The Gone and the Going Away
The world I know keeps going farther
and farther away. I cannot keep it
from going, though I love it still,
and yet, with darker joy. The dark
because that world was soaked in sadness;
the joy because I understood
and lived there, too. It’s that simple,
sometimes love can stay in the heart
of such a time and place and turn
to fiercer love, to love beyond
all understanding of the name.
Not really simple, no. The world
I live in now feels flattened out;
it isn’t simple or difficult,
it is a world of wanting more,
but tired of having all it has.
But I won’t condemn that predicament:
I’m not a prophet, not yet. Perhaps I knew
this would happen, a removal in time from time,
but I didn’t know it would happen so soon,
one world replaced by a later world
I don’t belong to. Yet still, today,
while walking in the woods, I remembered
the first one, the one I’m from. I remembered
a boy, dear Lord forgive him, who killed
the neighbor’s kittens. One by one,
he hung them from a clothesline until
they slumped like a row of wet socks.
I thought about that day, a mean one,
about the boy whose mother beat him
with a soup ladle, whose father got drunk
and run over by a coal train—
and then I had a larger thought,
and more disturbing: I wondered where
did all the old time people go?
Who’s hidden them away and why?
The country poor are hard to count,
but easy to blame for the way they live,
a dog chained to a wooden box,
a junk-pile heaped in the yard, a twist
of smoke rising from a barrel.
Surely they know better. Surely
we all do always, but don’t. I knew
a boy named Billy Oglesby
who carried a pistol in his boot.
He married a girl and pretty soon
they had a baby and started going
to this hollering church and got convinced
the baby had a demon in it.
So they burned the baby’s toys and clothes
in their patch of yard and locked the baby
in a shed for three days and prayed
the demon out. And it worked, the praying.
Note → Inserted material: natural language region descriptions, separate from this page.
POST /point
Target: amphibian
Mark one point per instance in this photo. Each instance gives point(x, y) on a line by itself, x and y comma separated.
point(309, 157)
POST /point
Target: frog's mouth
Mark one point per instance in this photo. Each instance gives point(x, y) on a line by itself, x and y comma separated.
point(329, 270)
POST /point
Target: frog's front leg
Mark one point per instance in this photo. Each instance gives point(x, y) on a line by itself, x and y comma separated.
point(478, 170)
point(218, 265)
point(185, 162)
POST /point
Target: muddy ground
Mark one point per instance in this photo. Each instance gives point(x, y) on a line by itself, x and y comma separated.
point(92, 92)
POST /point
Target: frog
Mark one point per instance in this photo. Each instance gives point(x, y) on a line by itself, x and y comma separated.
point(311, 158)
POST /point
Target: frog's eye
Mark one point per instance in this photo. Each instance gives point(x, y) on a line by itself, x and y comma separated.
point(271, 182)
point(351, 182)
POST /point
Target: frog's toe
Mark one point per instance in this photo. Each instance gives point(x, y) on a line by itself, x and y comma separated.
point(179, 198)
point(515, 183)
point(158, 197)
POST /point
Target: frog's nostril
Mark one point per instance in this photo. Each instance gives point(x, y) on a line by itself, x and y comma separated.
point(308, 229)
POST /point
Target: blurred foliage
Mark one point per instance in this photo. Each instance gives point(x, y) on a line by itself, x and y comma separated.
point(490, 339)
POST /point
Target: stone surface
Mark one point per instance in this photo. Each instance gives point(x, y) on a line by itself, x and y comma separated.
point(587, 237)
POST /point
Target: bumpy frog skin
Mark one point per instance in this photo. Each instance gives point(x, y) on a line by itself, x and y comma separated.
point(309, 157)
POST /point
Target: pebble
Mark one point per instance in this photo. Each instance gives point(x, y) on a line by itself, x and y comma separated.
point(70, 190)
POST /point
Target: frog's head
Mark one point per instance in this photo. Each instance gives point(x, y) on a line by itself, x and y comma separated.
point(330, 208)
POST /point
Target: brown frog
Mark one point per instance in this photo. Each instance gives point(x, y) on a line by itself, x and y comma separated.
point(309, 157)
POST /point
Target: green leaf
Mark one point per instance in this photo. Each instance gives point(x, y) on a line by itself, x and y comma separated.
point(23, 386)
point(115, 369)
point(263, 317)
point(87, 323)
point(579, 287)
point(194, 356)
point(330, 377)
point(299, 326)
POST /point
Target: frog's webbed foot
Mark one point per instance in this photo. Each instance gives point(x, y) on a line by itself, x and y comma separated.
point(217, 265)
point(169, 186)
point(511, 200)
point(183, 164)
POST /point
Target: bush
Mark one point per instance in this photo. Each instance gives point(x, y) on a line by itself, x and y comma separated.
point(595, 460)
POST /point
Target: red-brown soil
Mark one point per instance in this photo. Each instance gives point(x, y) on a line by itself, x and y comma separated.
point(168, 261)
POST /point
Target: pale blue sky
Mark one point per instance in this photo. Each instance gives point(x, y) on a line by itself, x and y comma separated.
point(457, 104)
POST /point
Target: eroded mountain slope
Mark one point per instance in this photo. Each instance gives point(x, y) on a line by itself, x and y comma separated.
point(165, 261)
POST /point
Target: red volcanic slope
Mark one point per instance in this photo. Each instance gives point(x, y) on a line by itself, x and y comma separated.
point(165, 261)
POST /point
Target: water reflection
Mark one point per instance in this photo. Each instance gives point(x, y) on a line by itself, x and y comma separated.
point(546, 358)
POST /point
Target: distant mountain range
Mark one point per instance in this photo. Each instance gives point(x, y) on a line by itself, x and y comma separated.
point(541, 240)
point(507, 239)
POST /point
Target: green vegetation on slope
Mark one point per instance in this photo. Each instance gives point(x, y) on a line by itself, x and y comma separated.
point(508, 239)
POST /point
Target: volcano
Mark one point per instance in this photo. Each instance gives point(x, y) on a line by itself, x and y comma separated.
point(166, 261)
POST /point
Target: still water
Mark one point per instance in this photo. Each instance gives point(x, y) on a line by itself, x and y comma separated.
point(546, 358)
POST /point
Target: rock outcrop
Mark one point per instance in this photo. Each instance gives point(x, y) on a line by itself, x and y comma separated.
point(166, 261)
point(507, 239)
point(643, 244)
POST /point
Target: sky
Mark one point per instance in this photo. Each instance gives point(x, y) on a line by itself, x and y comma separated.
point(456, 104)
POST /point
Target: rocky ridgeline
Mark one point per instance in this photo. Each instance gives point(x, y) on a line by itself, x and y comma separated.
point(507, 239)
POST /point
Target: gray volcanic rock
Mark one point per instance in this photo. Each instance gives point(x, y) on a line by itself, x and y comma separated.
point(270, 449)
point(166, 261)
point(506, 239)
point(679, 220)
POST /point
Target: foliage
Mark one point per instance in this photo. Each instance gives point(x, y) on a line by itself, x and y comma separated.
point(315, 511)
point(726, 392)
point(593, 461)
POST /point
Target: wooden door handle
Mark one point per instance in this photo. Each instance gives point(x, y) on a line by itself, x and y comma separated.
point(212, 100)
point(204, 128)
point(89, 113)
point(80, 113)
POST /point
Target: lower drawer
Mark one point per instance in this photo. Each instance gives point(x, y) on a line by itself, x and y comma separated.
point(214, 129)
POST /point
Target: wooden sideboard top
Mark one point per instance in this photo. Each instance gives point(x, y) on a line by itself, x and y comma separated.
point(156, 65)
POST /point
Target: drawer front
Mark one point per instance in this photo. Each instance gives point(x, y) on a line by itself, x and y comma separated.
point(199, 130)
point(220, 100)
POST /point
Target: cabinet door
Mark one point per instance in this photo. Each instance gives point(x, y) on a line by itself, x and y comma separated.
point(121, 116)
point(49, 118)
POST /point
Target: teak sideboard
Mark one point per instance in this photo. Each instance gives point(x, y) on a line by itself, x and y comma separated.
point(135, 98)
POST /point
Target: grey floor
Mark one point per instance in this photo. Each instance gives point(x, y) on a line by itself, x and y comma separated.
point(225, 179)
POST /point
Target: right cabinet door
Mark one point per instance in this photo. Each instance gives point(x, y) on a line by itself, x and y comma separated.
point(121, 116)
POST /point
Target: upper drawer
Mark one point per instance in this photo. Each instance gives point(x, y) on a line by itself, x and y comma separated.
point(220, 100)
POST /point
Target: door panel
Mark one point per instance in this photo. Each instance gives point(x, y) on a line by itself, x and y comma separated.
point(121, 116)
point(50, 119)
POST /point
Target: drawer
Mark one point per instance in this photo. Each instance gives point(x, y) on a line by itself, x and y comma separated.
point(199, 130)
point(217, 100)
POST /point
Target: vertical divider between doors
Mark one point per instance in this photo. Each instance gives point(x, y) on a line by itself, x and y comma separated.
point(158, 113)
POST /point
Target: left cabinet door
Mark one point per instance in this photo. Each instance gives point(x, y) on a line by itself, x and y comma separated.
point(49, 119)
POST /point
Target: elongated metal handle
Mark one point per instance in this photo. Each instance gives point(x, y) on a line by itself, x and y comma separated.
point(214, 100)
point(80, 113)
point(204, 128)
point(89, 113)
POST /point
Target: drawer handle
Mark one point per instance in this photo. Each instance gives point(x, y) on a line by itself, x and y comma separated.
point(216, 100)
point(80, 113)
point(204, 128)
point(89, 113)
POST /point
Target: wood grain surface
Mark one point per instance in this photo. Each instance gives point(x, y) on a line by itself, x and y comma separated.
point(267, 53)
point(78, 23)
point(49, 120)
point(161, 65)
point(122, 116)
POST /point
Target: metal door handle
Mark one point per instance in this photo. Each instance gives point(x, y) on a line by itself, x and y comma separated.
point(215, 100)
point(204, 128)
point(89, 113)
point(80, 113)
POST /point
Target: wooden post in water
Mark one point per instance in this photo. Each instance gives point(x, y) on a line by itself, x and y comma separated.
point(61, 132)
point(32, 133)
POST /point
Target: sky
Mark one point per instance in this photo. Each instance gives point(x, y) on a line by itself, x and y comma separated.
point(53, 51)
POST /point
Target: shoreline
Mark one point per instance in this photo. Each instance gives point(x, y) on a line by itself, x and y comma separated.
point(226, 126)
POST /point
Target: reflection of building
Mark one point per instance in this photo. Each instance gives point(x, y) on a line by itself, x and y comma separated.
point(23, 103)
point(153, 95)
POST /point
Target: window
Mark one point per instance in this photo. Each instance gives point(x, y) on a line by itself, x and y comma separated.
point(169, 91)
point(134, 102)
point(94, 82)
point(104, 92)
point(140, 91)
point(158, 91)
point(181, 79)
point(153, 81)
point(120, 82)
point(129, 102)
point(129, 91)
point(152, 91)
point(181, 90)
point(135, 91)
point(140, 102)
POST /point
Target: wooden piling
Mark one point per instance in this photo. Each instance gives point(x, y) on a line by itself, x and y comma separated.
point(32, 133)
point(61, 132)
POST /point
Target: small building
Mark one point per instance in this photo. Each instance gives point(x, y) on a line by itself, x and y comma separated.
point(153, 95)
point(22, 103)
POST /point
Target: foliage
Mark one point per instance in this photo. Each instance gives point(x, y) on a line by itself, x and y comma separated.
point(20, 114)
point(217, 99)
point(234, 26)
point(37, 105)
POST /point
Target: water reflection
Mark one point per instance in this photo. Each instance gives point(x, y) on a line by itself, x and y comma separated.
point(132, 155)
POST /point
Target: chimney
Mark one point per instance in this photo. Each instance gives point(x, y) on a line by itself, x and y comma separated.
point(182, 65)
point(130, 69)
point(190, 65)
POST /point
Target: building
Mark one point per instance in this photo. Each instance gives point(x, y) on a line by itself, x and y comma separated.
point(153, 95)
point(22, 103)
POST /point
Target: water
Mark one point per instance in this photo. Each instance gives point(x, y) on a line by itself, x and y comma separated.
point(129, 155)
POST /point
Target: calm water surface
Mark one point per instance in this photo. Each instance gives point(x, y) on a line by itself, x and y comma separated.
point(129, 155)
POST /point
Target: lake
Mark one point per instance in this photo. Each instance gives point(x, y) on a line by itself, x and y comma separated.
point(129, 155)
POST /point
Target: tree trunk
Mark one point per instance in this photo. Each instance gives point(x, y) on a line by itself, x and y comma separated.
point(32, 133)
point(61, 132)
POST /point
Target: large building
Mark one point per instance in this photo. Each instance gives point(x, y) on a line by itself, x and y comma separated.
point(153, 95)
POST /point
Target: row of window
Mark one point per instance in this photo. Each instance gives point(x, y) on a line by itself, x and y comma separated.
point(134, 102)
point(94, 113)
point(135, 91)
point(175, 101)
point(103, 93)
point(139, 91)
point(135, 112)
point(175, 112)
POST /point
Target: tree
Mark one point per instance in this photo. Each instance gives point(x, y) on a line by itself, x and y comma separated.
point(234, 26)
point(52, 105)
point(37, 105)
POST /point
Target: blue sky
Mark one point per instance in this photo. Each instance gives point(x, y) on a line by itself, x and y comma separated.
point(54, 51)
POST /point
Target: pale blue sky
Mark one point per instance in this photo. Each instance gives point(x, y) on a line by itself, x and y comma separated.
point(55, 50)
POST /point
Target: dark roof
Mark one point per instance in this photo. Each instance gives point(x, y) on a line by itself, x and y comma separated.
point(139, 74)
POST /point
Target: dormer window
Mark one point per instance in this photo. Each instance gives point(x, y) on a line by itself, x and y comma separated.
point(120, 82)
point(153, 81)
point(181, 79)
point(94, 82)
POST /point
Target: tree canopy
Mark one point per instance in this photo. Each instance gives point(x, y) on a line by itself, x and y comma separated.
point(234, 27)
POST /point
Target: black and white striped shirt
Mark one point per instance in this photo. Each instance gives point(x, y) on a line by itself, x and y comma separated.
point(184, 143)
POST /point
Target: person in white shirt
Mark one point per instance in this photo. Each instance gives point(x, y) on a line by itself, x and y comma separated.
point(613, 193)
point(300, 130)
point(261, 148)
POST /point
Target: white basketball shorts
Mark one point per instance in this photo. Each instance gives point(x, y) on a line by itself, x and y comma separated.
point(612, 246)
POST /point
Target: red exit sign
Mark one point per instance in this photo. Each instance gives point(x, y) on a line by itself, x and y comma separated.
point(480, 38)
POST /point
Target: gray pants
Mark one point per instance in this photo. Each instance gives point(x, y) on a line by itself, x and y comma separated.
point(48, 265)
Is it hope or hopelessness we see
in this little scene, the burn-pile flecked
with bits of color, but mostly ash?
I don’t know, but part of me is glad
it happened. I don’t know why.
I recognize it, I see it all;
it doesn’t hide the human truth.
O, woman who washed your worn clothes
in a bucket on the stove, old man
who napped in the yard with the goat who ate
the buttons off your shirt, where are
you now? Has some peace found you? And you,
Agnes Caldwell, you woe-bent digger
of mountain graves, O what became
of you and the weary songs you sang?
Does some still water run beside
you now? O, will you keep a place
for me beside you in the grass?
You, Vicey. You, Peanut. You, Hopper. You, Red.